Armstrong is an engaging personality, has good rapport with Raptors voice Chuck Swirsky and, as a former coach, knows of what he speaks. In addition to his work in Toronto, he is also a game analyst for U.S. college games carried on ESPN, Comcast and MSG Network.[-rule-]

TFC coverage

Toronto FC's regular-season schedule will be televised by three Canadian networks. The CBC will carry 14 games and the all-star game, Sportsnet 11 and The Score five. Sportsnet will air the opener, on Saturday, March 29, at Columbus.

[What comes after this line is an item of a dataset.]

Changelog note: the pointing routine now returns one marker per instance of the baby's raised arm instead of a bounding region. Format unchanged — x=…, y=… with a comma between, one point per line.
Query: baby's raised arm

Announcer Gerry Dobson and analyst Craig Forrest will call the games for Sportsnet. For the CBC, Jason De Vos, the former Canadian team captain, will join announcer Nigel Reed as the game analyst. Two telecasts, Toronto-Dallas on Oct. 11 and Toronto-San Jose on Oct. 25, will be tape-delayed on the CBC, but carried live on CBC Country Canada.

  • The CBC will distribute tomorrow's 7 p.m. EDT Toronto Maple Leafs-Ottawa Senators telecast to Ontario and the West. Boston Bruins-Montreal Canadiens will be seen in Quebec and the East. We'll nitpick and say Bruins-Canadiens should receive wider distribution. Two weeks from now, Bruins-Habs could be a playoff matchup and the CBC's best hope for a large audience in the first round.
  • Scott Moore, the head of CBC Sports, launched a blog yesterday at www.CBC.ca/sports/moore. Dan Tavares, the manager of CBCSports.ca, said the blog will be a place "where CBC users and viewers can voice their issues and concerns."
  • Sportsnet's coverage of the Canadian Interuniversity Sport men's hockey tournament will begin tomorrow at 1 p.m. EDT with Saskatchewan against New Brunswick.